Whilst directors may not be liable to contribute to the extent the financial position worsens
during these periods, it is important to note that this does not apply to the period before and
after the pandemic will still be able to be reviewed and will not fall under the protections laid
out in the Act. There are likely to be significant challenges “apportioning losses” in this
manner. In addition, directors may still be subject to action for misfeasance and fraudulent
trading claims for director misbehavior during the Covid-19 period. Further, directors can
also still face disqualification. Although these measures have been in force for almost a year
at the date of this briefing, it remains to be seen whether the courts will be sympathetic to
directors during the pandemic or make examples of those who have sought to take unfair
advantage of temporary changes at the expense of others.
•
Company Moratorium – A proposed moratorium which will give struggling businesses a 20businesss day opportunity to consider a rescue plan, extendable by the directors for a further
20 business days or with creditor consent up to a year. The company will remain under the
control of its directors during the moratorium, and no legal action can be taken against a
company during this period without leave of the court.
•
Restructuring Plan – The proposed legislation will introduce a Restructuring Plan, allowing
struggling companies, or their creditors or members, to propose a new restructuring plan
which will provide an alternative rescue option for companies that are suffering financially.
The plan will enable complex debt arrangements to be restructured and will support the
injection of new finance in order to support a rescue.
•
Winding Up Petitions and Statutory Demands – The Act introduced temporary provisions
prevent aggressive creditor action against companies.
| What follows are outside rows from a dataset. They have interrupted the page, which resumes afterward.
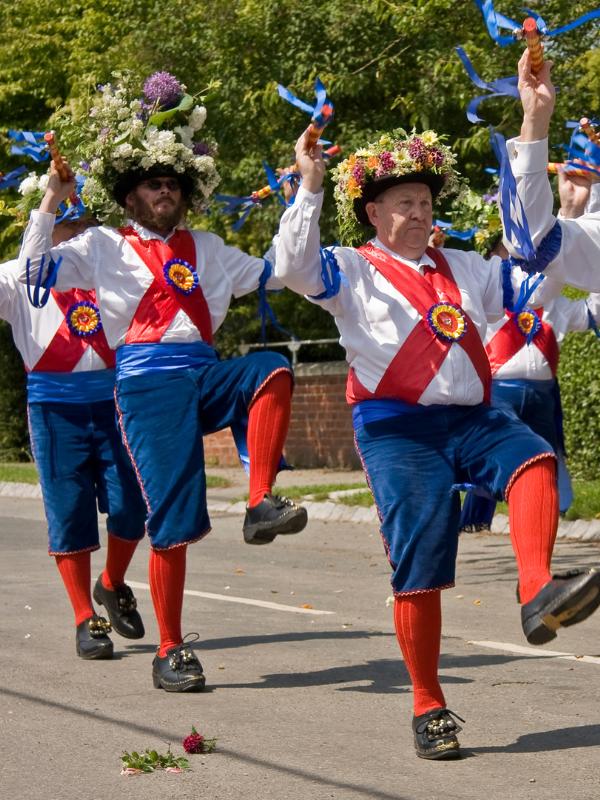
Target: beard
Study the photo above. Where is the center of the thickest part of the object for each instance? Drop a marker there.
(162, 216)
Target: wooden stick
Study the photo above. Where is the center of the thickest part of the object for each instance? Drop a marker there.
(266, 191)
(59, 163)
(534, 44)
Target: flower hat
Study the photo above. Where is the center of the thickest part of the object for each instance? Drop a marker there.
(396, 157)
(471, 209)
(128, 137)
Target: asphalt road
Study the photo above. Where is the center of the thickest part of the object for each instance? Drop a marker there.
(305, 705)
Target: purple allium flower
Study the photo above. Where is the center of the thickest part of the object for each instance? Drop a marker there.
(490, 198)
(201, 149)
(163, 89)
(436, 156)
(386, 164)
(417, 149)
(358, 173)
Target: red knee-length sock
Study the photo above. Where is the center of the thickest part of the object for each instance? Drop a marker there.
(268, 422)
(75, 570)
(167, 578)
(533, 517)
(418, 620)
(119, 553)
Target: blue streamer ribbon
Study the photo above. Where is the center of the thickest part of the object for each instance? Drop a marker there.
(321, 112)
(43, 285)
(592, 325)
(501, 87)
(34, 145)
(12, 179)
(495, 21)
(330, 275)
(530, 259)
(463, 236)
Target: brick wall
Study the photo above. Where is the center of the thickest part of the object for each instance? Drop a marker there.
(320, 432)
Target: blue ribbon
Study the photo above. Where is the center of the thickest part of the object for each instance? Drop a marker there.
(35, 147)
(42, 283)
(495, 21)
(11, 179)
(592, 325)
(501, 87)
(319, 117)
(330, 275)
(463, 236)
(264, 308)
(531, 259)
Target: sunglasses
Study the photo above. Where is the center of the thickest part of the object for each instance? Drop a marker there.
(155, 184)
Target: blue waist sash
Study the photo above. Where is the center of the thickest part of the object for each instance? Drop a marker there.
(374, 410)
(136, 359)
(71, 387)
(545, 386)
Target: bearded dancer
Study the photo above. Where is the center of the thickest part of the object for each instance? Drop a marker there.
(77, 448)
(411, 320)
(163, 291)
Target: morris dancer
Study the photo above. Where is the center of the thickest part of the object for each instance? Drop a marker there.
(578, 260)
(411, 319)
(163, 291)
(77, 448)
(524, 351)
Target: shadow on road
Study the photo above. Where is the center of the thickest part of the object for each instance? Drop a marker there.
(360, 790)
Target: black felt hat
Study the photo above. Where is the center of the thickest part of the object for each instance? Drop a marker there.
(127, 181)
(374, 188)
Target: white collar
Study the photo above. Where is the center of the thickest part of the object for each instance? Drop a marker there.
(424, 261)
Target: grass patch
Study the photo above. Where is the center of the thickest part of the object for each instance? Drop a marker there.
(363, 499)
(318, 491)
(216, 482)
(27, 473)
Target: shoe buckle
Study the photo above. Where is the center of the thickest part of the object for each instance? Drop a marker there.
(99, 627)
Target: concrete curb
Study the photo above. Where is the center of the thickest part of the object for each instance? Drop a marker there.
(583, 530)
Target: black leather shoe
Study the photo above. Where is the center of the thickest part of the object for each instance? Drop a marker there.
(121, 607)
(564, 601)
(179, 670)
(435, 734)
(272, 516)
(92, 640)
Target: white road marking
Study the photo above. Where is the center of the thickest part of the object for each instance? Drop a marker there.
(534, 651)
(247, 601)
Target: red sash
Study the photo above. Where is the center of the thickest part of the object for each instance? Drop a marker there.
(507, 342)
(161, 302)
(66, 348)
(419, 359)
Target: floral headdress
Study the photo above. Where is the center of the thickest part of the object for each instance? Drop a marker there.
(128, 136)
(471, 209)
(394, 158)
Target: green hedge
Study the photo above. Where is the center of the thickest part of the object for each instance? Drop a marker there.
(579, 375)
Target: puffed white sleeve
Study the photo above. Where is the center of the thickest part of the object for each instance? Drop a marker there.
(76, 260)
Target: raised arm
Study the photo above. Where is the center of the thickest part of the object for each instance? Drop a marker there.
(298, 260)
(75, 268)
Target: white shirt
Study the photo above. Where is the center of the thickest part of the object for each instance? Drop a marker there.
(563, 315)
(578, 262)
(373, 318)
(101, 259)
(34, 328)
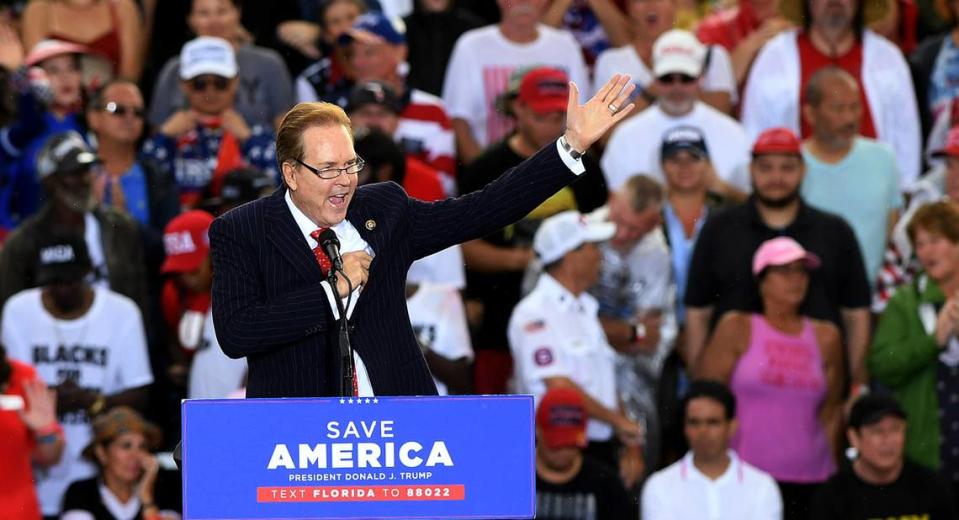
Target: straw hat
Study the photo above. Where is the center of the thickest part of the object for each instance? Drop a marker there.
(795, 10)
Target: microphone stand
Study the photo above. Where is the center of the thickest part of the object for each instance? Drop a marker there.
(343, 336)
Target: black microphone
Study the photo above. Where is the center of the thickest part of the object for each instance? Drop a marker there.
(331, 246)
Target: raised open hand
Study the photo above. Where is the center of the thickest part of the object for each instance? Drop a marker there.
(585, 124)
(41, 405)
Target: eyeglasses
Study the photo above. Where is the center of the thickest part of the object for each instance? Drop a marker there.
(332, 173)
(122, 110)
(218, 82)
(673, 78)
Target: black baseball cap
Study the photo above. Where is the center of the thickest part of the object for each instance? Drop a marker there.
(62, 258)
(374, 93)
(682, 138)
(872, 408)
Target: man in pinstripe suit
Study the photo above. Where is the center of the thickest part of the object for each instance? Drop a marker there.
(271, 303)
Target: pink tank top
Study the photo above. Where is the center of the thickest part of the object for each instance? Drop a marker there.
(779, 385)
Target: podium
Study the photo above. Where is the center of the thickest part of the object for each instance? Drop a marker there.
(382, 457)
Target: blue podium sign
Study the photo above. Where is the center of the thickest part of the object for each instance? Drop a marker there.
(386, 457)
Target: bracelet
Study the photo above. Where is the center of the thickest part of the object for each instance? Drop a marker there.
(52, 429)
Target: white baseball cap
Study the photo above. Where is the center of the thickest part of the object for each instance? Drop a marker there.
(678, 51)
(566, 231)
(207, 55)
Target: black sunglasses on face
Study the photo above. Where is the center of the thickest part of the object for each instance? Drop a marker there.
(218, 82)
(673, 78)
(122, 110)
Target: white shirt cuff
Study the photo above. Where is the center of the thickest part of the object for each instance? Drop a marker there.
(574, 165)
(330, 295)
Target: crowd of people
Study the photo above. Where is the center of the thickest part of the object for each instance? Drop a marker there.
(745, 306)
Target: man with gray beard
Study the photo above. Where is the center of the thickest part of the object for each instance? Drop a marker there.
(66, 168)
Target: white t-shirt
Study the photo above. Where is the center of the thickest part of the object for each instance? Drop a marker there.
(743, 492)
(105, 350)
(439, 321)
(553, 333)
(479, 70)
(442, 267)
(634, 146)
(719, 76)
(213, 374)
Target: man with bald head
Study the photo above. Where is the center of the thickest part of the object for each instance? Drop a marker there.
(847, 174)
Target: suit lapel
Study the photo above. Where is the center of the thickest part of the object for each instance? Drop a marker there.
(365, 220)
(285, 235)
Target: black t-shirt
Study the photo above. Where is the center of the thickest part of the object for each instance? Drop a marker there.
(720, 272)
(500, 292)
(84, 495)
(596, 493)
(917, 493)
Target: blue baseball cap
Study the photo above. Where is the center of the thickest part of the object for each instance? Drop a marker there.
(376, 24)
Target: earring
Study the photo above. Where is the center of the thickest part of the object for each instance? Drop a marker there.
(852, 453)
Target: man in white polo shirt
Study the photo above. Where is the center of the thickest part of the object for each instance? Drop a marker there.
(635, 144)
(557, 339)
(711, 482)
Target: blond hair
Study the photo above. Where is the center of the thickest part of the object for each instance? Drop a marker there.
(289, 138)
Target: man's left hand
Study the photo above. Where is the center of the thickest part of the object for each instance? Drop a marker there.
(585, 124)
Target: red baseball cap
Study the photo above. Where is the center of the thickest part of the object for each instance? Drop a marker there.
(951, 147)
(777, 140)
(561, 418)
(186, 242)
(545, 90)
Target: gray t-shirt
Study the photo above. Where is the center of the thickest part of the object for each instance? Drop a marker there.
(265, 89)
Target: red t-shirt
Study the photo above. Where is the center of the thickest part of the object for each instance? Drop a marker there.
(811, 61)
(728, 27)
(421, 181)
(18, 496)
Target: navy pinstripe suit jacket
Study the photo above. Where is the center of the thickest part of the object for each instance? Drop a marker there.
(269, 307)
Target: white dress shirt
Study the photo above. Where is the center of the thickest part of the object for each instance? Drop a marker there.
(350, 240)
(682, 492)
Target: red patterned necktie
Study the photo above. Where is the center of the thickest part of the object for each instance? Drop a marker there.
(325, 265)
(321, 257)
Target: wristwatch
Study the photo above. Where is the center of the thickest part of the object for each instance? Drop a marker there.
(639, 332)
(575, 154)
(97, 406)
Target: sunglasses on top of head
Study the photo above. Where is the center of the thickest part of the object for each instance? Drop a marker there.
(217, 82)
(677, 78)
(119, 110)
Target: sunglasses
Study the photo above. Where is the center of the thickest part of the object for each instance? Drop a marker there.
(218, 82)
(677, 78)
(119, 110)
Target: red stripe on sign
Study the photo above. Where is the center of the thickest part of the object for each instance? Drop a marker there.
(361, 493)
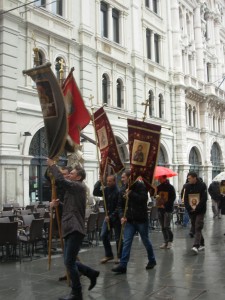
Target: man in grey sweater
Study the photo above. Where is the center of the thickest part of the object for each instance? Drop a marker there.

Under the Act, statutory demands will
not be able to be used as the basis for issuing a winding up petition against a company. This
provision applies to all statutory demands served on any company between 1 March 2020
and 31 March 2021. The provision prevents statutory demands served in this period from
forming the basis of a winding up petition presented on or after 27 April 2020.
In addition, the Act restricts winding up petitions from 27 April 2020 to 31 March 2021, unless
the petitioning creditor has reasonable grounds for believing that the coronavirus crisis has
not had a “financial effect” on the company (i.e. that as a consequence of coronavirus or for
reasons relating to coronavirus, the debtor’s financial position has worsened).
Although no announcement has been made to date, these changes brought in by the Act
have been extended twice since their enactment, and may be subject to further extension
should the UK Government see it fit to do so.